Exempting categories of cases from the ultimate limitation period inevitably raises problems of over and under inclusion, as well as uncertainty and litigation concerning the ambit of the categories. Some of these problems might be avoided by exempting all claims based on breach of fiduciary duty -this should include claims brought by Aboriginal people and by people who suffered assaults and sexual assaults in situations in which the defendants were in positions of trust and authority. The legitimate repose interests of those institutions and individuals who are in a fiduciary relationship with someone subject to their power is less than other defendants and can still be protected by the more flexible equitable doctrine of laches. Exempting all fiduciary duty claims from limitation periods may encourage the expansion of such claims, but it is likely that other factors, such as doctrinal and remedial flexibility are driving the Canadian expansion of fiduciary duty claims.
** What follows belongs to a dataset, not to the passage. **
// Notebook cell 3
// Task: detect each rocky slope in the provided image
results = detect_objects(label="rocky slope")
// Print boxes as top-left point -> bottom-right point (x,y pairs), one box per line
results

In the end, the case for limitation reform is even more compelling now than it was ten years ago. Decisions such as Novak v. Bond suggest that limitation periods subject to discoverability principles can achieve fairness for many plaintiffs, but that they create much uncertainty and even possible unfairness for defendants. The wisest course seems to be to allow courts to develop and impose discoverability principles within a general 2 year limitation period, but to advance defendant and public interests in limitation periods by adopting a 10 or 15 year ultimate limitation period that runs regardless of discoverability. Unless one is willing to accept the injustice that comes from a "one size fits all" approach or provide courts with a general discretion to depart from the ultimate limitation period in exceptional cases, the challenge then becomes to identify those categories of cases in which this ultimate limitation period is most likely to create injustices and to create limited, certain and principled exceptions from the new ultimate limitation period.